- Also known as: The Comments Section with Reagan Conrad (December 2024–2026) The Comments Section with Brett Cooper (May 2022–December 2024)
- Genre: Political commentary; news;
- Created by: The Daily Wire
- Presented by: Brett Cooper (2022–2024); Reagan Conrad (2024–present);
- Country of origin: United States

Production
- Production location: Nashville, Tennessee
- Camera setup: Single-camera
- Running time: 5–20 minutes
- Production company: The Daily Wire

Original release
- Network: The Daily Wire YouTube
- Release: March 2, 2022 – May 7, 2026

Related
- The Ben Shapiro Show;

= The Comments Section =

American conservative political show

The Comments Section is an American daily conservative news and viral content review podcast produced by The Daily Wire and hosted by Reagan Conrad. It was hosted by political commentator Brett Cooper from March 2, 2022, to December 10, 2024.

The show is presented as a vlog, with the host reviewing current events, news stories, and viral videos and trends and providing their commentary and opinion on them. Episodes are generally 5 to 20 minutes, with each video generally being about one subject. Episodes are generally released every weekday.

== History ==

=== Brett Cooper ===
In late 2021, conservative news and media company The Daily Wire sought "to capture a Gen Z audience on TikTok and YouTube." Brett Cooper, at that time an actress, was hired by The Daily Wire in January 2022 to start a podcast called The Comments Section with Brett Cooper.

The show was a success, reaching 4.5 million subscribers at its peak. Due to the show's success, in October 2023, Daily Wire CEO Jeremy Boreing announced that Cooper was set to star in a live‑action film titled Snow White and the Evil Queen as Snow White. A teaser was released around the same time, but as of January 2025, the plans were cancelled.

On October 25, 2024, Cooper's producer and friend, Reagan Conrad, was a guest host on her show. On the December 10, 2024 episode, Cooper announced that it would be her final episode hosting and that Conrad would be replacing her.

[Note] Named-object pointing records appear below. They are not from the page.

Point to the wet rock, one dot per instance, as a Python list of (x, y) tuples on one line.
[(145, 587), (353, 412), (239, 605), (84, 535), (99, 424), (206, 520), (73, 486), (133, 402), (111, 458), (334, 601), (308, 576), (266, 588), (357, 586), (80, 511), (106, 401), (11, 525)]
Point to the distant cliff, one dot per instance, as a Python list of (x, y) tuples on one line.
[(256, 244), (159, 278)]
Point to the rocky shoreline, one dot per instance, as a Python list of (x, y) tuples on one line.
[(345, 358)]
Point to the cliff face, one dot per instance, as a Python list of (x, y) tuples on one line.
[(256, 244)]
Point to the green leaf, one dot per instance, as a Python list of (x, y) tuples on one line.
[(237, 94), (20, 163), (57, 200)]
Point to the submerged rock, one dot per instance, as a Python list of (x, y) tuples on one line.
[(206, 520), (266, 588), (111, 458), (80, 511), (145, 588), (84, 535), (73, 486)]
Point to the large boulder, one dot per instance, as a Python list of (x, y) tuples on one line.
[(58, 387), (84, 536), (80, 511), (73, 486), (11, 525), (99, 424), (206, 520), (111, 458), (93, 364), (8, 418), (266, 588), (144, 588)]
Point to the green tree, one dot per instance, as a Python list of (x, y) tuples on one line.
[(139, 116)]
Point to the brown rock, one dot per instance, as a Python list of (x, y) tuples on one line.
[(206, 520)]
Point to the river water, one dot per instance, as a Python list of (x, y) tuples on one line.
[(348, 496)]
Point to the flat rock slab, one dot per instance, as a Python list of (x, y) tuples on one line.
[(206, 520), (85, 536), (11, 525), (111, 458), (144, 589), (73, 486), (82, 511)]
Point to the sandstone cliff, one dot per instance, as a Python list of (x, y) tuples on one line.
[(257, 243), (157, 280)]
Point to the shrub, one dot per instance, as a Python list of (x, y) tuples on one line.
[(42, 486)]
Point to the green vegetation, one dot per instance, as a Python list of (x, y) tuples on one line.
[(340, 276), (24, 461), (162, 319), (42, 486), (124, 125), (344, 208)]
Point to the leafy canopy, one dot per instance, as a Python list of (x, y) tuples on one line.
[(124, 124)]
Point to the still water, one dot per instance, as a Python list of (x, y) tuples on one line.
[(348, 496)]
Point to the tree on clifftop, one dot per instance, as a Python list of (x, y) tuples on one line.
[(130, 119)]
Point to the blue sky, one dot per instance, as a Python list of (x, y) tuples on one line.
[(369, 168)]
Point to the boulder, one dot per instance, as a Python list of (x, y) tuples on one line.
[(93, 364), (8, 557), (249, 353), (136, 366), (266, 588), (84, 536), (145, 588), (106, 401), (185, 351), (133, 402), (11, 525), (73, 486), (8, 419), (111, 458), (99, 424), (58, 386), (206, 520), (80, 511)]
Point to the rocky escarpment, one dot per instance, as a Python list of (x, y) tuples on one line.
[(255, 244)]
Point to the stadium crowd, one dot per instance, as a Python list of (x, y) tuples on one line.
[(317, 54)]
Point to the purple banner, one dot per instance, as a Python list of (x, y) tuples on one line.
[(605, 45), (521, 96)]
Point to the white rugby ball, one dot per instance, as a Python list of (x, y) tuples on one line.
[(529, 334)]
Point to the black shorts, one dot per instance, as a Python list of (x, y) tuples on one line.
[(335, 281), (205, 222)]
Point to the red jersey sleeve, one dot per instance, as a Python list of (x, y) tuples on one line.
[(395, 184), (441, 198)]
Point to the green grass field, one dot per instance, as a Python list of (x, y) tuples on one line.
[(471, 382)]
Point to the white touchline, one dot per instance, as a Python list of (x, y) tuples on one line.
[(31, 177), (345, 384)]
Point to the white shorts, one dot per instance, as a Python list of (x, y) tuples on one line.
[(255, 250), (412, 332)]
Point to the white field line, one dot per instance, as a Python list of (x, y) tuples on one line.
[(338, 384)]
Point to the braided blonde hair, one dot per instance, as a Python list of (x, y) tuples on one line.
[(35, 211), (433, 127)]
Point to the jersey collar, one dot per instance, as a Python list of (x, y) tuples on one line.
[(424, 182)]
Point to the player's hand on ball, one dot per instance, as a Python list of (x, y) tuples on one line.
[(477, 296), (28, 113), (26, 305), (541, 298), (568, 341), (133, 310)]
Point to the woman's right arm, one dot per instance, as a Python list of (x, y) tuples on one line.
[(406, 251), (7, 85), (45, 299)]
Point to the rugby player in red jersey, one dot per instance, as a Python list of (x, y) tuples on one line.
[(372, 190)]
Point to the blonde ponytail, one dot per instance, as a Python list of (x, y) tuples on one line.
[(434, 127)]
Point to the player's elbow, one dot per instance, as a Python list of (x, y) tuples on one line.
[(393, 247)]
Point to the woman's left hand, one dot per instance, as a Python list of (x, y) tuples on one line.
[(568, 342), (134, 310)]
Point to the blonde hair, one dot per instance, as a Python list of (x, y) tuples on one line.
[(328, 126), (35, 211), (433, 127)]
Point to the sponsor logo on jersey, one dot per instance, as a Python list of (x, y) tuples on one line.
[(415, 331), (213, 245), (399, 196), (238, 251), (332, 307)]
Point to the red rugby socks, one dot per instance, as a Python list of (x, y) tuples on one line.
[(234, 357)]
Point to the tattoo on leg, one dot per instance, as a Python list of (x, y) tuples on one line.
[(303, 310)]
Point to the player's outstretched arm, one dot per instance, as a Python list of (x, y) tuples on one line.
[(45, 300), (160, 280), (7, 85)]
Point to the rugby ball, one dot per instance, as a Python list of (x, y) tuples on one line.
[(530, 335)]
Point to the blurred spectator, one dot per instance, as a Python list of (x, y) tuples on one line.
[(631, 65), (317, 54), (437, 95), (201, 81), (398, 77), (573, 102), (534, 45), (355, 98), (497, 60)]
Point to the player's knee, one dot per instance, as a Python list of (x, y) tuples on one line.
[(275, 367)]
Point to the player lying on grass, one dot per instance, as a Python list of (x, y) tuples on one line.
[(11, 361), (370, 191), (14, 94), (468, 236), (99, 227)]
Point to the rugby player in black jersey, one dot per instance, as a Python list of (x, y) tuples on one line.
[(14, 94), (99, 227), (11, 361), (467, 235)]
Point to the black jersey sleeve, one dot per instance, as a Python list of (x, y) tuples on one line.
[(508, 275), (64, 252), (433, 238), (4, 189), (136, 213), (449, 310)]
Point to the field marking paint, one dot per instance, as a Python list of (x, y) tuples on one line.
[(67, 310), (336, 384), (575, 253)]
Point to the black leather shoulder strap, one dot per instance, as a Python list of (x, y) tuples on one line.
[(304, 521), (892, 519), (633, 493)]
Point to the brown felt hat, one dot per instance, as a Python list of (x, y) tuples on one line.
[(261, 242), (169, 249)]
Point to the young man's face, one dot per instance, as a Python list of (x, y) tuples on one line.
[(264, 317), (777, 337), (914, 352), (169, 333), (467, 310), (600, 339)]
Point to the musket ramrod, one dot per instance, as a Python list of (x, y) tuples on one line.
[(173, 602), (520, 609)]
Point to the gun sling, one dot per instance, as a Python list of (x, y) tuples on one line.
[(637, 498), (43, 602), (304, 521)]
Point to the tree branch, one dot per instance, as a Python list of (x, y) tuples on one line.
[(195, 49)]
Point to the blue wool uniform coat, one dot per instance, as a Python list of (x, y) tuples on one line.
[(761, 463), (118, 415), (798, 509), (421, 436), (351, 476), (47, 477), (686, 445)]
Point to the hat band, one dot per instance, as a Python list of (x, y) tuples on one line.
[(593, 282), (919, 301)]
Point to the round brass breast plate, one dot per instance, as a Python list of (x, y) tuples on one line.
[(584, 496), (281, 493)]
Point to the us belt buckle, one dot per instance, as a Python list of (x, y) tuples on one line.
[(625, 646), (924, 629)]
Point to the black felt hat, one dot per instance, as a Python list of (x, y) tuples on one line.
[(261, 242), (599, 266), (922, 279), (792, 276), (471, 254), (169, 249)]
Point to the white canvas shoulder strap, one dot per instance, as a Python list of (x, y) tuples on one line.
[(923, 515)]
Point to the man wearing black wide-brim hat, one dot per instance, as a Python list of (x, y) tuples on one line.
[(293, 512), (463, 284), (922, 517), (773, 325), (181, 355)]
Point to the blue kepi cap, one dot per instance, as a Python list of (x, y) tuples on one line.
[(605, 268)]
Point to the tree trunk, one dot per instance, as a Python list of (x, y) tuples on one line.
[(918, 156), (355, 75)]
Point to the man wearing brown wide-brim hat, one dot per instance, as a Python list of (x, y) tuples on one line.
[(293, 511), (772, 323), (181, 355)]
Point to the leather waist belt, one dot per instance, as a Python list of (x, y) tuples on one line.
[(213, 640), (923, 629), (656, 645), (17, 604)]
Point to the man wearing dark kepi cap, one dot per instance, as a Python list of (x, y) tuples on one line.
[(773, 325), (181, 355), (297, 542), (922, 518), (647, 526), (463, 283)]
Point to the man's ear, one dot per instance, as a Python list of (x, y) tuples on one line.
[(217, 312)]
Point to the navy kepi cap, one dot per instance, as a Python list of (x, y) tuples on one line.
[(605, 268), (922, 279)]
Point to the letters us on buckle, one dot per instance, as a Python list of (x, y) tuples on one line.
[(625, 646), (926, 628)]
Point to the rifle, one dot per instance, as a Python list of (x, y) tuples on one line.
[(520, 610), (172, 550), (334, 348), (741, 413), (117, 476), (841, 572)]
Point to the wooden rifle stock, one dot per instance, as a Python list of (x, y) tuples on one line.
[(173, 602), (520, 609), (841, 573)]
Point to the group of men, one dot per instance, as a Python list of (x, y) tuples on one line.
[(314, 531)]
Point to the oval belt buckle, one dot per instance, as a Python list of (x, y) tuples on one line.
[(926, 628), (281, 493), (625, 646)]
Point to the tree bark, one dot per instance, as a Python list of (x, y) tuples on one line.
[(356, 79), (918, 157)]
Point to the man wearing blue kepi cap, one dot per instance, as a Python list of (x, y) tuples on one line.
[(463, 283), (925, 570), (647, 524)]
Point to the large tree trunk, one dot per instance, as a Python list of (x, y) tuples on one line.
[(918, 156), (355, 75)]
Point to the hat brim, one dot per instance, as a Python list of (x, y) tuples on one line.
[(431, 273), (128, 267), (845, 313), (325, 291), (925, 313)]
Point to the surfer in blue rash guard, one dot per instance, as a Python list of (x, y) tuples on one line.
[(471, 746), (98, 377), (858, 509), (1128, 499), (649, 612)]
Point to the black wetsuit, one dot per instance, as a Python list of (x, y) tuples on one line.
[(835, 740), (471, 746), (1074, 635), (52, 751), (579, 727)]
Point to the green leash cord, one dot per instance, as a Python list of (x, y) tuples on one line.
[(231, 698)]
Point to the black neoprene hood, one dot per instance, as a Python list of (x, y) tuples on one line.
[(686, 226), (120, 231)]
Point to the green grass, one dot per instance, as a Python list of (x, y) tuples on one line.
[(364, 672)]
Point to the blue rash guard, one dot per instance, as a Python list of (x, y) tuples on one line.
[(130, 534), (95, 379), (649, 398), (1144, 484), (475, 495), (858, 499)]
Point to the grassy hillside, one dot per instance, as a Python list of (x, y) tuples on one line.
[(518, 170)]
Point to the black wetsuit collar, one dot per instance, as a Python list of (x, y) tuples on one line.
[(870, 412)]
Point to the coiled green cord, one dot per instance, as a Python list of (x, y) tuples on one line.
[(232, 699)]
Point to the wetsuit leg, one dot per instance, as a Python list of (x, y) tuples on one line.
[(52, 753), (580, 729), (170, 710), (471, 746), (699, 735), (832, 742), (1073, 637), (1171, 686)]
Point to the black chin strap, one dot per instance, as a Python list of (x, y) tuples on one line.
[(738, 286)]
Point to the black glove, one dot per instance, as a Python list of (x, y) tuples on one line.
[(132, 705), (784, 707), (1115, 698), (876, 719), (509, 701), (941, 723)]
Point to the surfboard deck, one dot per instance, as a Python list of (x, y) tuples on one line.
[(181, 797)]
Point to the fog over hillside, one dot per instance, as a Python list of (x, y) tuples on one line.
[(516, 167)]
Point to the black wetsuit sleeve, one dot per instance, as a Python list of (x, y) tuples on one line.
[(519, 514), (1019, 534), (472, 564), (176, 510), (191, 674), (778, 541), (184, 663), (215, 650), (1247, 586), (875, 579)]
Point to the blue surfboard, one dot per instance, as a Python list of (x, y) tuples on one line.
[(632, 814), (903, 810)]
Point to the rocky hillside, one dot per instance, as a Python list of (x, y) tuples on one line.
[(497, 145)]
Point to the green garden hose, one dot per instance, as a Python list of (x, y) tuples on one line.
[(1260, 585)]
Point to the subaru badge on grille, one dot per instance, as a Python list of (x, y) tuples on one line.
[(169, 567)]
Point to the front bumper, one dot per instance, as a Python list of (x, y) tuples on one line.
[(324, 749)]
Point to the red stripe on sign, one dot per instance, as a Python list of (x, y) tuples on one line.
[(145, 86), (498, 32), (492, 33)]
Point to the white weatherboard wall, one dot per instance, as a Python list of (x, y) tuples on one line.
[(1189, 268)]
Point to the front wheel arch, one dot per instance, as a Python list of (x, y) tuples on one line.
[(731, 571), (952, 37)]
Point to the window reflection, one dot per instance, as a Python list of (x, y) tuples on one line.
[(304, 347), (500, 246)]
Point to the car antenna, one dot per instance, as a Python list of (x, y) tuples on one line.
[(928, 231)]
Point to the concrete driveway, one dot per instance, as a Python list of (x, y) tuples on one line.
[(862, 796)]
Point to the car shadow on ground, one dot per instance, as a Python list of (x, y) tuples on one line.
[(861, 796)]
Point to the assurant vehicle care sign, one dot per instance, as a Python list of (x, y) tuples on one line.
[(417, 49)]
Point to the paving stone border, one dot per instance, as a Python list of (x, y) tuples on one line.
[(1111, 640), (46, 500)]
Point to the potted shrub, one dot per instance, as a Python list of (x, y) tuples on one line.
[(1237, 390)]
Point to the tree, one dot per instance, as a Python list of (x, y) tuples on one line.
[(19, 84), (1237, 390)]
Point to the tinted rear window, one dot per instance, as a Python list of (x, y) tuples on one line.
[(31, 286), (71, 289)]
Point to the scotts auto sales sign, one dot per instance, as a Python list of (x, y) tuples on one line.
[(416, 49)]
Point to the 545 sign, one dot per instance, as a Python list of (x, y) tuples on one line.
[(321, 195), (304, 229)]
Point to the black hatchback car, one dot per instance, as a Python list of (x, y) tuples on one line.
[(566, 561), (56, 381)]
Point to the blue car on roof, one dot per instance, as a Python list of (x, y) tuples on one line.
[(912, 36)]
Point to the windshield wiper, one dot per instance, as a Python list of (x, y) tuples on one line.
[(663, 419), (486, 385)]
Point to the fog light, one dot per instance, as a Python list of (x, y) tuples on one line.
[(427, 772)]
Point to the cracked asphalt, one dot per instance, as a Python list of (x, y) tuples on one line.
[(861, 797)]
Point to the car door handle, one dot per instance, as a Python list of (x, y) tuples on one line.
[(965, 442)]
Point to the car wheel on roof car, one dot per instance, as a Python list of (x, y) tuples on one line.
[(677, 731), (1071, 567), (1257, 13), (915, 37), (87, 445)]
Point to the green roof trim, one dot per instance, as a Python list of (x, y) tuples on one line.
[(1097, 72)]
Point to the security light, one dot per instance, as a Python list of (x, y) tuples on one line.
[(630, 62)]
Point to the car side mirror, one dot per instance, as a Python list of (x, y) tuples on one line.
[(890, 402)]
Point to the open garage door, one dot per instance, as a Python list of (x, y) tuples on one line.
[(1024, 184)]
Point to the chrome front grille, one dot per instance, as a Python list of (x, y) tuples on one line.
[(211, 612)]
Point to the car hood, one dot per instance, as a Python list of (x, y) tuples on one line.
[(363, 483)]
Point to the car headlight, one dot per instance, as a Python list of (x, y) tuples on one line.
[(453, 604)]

Despite speculation of a falling out between Cooper and Conrad as well as between Cooper and The Daily Wire, Cooper announced that the decision was her own. Despite these statements made by Cooper herself, the specific details surrounding the breakup “remain murky”. Cooper began to focus on her own YouTube channel, and in June 2025 was added as a contributor to Fox News.

===Host transition and conclusion===

Following Brett Cooper's departure from the show and The Daily Wire in December 2024, her former producer Reagan Conrad assumed the role of permanent host. Under Conrad's tenure, the show's branding shifted to The Comments Section with Reagan Conrad. However, the host transition was
accompanied by a significant and sustained decline in audience engagement. Despite the channel retaining a subscriber base of over 3.5 million, average viewership per video fell by more than 90%, with individual uploads frequently struggling to surpass 20,000 to 30,000 views.

The final regular video upload to The Comments Section YouTube channel occurred on May 7, 2026, generating 25,272 views as of July 1, 2026. The Daily Wire did not issue a formal cancellation announcement and Conrad announced on the channel that she is on maternity leave.